Non ci si può dimettere dalle proprie passioni, questo vale anche per me e per la mia passione politica che ho coltivato sin da ragazzo. In questo anno e mezzo ho continuato a seguirla, anche se da un punto di vista diverso. In futuro chissà…
Che prospettive vede all’orizzonte?
Vedo un governo di centrodestra molto più debole dei voti che ha conquistato un anno e mezzo fa, caratterizzato da politiche ben lontane da quanto promesso in campagna elettorale. Ma, purtroppo, non vedo un’opposizione pronta a governare e nemmeno la volontà di provare a riunirsi intorno ad un progetto concreto per il Paese.

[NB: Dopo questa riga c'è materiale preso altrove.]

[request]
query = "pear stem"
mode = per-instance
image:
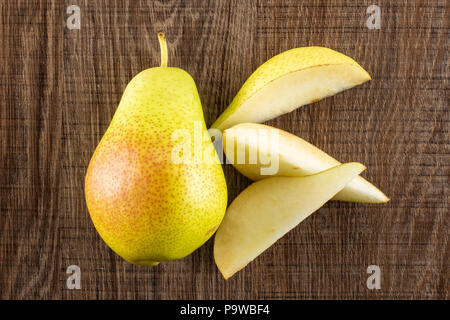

Oggi è maggiormente impegnato nell’altra sua passione, il calcio, che le sta dando soddisfazioni e le ha fatto ritrovare l’entusiasmo. Se domani dovesse scegliere tra calcio e politica?
Non mi pongo questo problema. Vivo il tempo che mi è dato impegnandomi al massimo in quelli che sono i miei obiettivi. Ora l’obiettivo è la salvezza con l’Empoli, molto difficile, ma che avrebbe lo stesso sapore del 40% raggiunto alle elezioni europee del 2014. E intanto ieri ha vinto con il Torino portando a casa 3 punti molto importanti.
In conclusione, sia nel calcio che in politica si vince e si perde, qual è la strategia migliore per tornare a rialzarsi più forti di prima?
Non mollare mai e, soprattutto, non smettere mai di credere nelle cose che si fanno, con studio e determinazione. È importante continuare a misurarsi, sempre, perché con il lavoro e il sacrificio i risultati arrivano sempre. Come la verità.